Pour atteindre cette perfection que Marc admirait tant, Sophie menait une vie d'ascète. Elle se levait à cinq heures du matin pour une séance de sport intensive, suivie d'une heure de yoga. Ses repas étaient pesés au gramme près : des légumes vapeur, des protéines maigres, pas une goutte d'huile, pas un grain de sucre. Elle passait des heures à prendre soin de sa peau, de ses cheveux, de ses ongles. C'était un travail à plein temps, une discipline quasi militaire pour sculpter et maintenir une image. Elle se privait de tout ce qui pouvait apporter un plaisir simple, un réconfort.
Elle vivait dans une cage dorée de contraintes.
En public, ce contraste entre les deux cousines était saisissant. Quand elles sortaient ensemble, les regards se posaient sur Sophie, admiratifs.

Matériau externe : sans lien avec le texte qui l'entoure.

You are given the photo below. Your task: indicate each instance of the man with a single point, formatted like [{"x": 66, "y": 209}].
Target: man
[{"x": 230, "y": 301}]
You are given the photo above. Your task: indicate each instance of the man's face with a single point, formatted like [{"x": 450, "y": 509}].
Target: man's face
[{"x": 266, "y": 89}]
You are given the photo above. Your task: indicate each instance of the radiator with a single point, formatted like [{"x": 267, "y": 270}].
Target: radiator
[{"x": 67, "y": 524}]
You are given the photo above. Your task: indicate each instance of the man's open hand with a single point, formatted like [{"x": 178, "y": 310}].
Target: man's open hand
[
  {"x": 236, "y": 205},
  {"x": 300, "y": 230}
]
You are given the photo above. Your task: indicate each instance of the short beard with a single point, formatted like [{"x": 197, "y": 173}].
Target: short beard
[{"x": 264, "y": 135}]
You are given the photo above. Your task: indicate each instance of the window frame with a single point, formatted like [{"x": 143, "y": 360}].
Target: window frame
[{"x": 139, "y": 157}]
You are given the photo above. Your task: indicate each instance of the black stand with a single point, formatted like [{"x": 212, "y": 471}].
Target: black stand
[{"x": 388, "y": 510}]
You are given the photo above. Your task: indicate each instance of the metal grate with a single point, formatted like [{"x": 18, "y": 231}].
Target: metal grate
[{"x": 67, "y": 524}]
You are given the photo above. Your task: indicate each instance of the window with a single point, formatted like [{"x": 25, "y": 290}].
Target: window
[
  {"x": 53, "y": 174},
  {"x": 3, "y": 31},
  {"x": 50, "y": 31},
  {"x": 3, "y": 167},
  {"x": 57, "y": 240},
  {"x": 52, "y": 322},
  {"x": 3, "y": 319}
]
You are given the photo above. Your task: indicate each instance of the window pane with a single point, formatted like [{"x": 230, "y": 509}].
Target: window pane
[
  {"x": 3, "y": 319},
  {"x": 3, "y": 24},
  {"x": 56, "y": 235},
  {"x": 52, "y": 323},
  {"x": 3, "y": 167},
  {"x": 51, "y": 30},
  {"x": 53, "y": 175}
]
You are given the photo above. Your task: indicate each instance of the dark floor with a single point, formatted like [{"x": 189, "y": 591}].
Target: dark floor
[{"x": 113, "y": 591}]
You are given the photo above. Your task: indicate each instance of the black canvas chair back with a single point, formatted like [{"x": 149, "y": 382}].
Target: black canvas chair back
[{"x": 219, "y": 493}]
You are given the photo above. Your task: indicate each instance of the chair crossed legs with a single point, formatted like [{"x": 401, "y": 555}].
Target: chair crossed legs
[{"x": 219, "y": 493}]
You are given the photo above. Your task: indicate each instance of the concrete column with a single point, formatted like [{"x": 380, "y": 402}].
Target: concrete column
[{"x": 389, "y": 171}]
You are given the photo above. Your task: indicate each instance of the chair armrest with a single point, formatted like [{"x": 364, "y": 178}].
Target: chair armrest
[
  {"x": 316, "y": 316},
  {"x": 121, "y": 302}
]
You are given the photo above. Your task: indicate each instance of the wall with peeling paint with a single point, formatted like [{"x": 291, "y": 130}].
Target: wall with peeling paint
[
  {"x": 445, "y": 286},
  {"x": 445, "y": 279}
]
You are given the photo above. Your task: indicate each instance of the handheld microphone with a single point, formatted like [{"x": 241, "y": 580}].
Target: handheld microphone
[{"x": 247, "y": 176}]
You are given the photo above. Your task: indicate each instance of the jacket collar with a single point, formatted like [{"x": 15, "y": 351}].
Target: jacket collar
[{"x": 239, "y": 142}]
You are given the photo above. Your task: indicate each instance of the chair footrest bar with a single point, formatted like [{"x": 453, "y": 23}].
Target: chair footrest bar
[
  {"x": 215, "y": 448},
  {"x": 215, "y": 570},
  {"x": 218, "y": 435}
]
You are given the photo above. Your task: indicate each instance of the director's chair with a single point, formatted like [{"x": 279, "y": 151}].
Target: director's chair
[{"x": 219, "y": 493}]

Jeanne, avec sa simplicité et sa joie de vivre, semblait fade à côté. Les gens comparaient, jugeaient. "Sophie est si élégante", disaient-ils. "Jeanne devrait faire un effort, avec un fiancé comme Marc Lefevre." Jeanne entendait ces murmures, mais elle les balayait, persuadée que l'amour de Marc était plus fort que les apparences.
Ses parents, eux, avaient vu le danger. Leur insistance pour que ce mariage se fasse rapidement ne venait pas d'une ambition pour le statut social de Marc. C'était de la peur. Ils voyaient leur fille, si passionnée et si peu soucieuse des codes de ce monde impitoyable, et ils craignaient pour son avenir. Ils pensaient que le mariage la protégerait, lui donnerait une sécurité que son talent seul ne pourrait peut-être pas lui garantir face à la superficialité ambiante. Ils voulaient juste son bonheur, et ils croyaient, à tort, qu'il passait par cette union.
Sophie, sentant la tension monter dans le salon, se leva. Elle s'approcha de Marc, posant une main délicate sur son bras.
"Marc, n'en dis pas plus," murmura-t-elle, la voix pleine d'une fausse tristesse. "C'est de ma faute. Je n'aurais jamais dû... te laisser voir ce qui me manquait à moi. Jeanne est ma cousine. Je ne peux pas lui faire ça. Je vais partir."
C'était un coup de maître. En se sacrifiant faussement, elle se donnait le beau rôle, celui de la femme noble et généreuse, rendant Jeanne encore plus défaillante en comparaison.
Marc la retint, son regard s'adoucissant. Il était complètement sous son charme.
"Non, Sophie. Tu ne partiras pas," dit-il fermement. "Tu es la victime ici. Tu es trop bonne. C'est Jeanne qui ne comprend pas."
Il se tourna vers Jeanne, le visage dur. "Tu vois ? Voilà une vraie femme. Pleine de grâce et de compassion."
Jeanne les regarda, son expression toujours aussi calme. La comédie était pathétique. Elle voyait clair dans leur jeu, dans la manipulation de l'un et la bêtise de l'autre. Elle sentit une immense lassitude l'envahir. Elle ne voulait plus de ce drame, de ces mensonges.
Elle prit une profonde inspiration et sa voix résonna, claire et nette, dans le silence tendu.
"J'accepte."
Tout le monde se figea.
"J'accepte d'annuler le mariage," répéta-t-elle.
Sophie et Marc la dévisagèrent, abasourdis. Ce n'était pas du tout la réaction qu'ils attendaient. Le script venait de voler en éclats.